The Searches (Las busquedas) H 2103
The Searches

The Bottom Line

An exceptionally composed and told story, in crisp black-and-white, set in Mexico City.

Venue

Palm Springs Film Festival (World Cinema Now)

Writer-Director

Jose Luis Valle

Cast

Gustavo Sanchez Parra, Arcelia Ramirez, Gabino Rodriguez

The second feature from Mexico-based director Jose Luis Valle ("Workers") is an austere but masterful fable shot in gorgeous black-and-white.

The directorial talent of Salvadorian-Mexican director Jose Luis Valle, whose fiction debut Workers racked up sales in quite a few territories, further confirms he's got an exceptional eye for composition and storytelling in The Searches (Las busquedas), a monochromatic, carefully distilled story that's as forceful a cinematic statement as its message is delicate.

Following the unexpected suicide of her husband, a young widow in Mexico City, Elvira (Arcelia Ramirez), hesitantly tries to befriend the man (Gustavo Sanchez Parra) who delivers the bottles for her water cooler, initially offering him some of her late other half's clothes. Unbeknownst to her, at least initially, he's also lost his wife, as well as his daughter, and he has vowed to find the man (Gabino Rodriguez) who stole his wallet that contained the only family photo he still had.

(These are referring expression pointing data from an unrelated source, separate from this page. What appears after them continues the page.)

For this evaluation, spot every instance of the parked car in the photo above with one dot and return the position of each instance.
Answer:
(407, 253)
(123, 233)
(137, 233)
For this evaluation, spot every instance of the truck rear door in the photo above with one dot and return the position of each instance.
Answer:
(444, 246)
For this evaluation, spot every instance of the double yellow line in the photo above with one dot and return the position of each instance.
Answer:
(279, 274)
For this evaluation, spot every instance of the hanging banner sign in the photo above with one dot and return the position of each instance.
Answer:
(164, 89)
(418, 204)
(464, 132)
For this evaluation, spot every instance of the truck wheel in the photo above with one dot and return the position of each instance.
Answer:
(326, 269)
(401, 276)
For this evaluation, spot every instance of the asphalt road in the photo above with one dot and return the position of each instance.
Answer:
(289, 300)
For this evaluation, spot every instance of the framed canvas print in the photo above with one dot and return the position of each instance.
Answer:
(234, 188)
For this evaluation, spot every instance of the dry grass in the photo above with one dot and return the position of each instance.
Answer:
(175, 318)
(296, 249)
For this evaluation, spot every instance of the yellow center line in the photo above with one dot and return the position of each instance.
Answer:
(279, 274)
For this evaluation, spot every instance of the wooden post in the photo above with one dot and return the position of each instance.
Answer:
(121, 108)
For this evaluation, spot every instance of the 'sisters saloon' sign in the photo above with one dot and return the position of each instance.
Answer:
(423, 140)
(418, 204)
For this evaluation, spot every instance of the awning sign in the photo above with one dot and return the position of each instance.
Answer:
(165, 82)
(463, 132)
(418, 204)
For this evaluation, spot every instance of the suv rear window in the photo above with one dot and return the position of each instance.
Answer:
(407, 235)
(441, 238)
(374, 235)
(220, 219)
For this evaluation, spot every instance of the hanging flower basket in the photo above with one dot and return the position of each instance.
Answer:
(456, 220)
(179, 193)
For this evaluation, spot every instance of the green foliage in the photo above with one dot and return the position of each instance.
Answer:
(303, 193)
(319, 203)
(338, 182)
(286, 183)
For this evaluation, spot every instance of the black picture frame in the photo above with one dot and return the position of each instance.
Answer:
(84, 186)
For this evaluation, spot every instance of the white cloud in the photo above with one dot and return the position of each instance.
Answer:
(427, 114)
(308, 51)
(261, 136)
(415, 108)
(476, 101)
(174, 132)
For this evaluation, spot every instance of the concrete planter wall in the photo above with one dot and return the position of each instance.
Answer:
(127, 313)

That's all there is in terms of plot for this lean, 77-minute feature that was shot "with five people over seven days and with $1,500," as the end titles reveal. But that's more than enough for Valle to demonstrate he’s a born visual storyteller who can explore themes such as the need for human warmth, revenge and forgiveness with barely any dialog and the help of a small handful of impressively naturalistic performances. Despite its somewhat odd-sounding English moniker, The Searches should further help establish Valle’s reputation as an important new voice in Mexican cinema.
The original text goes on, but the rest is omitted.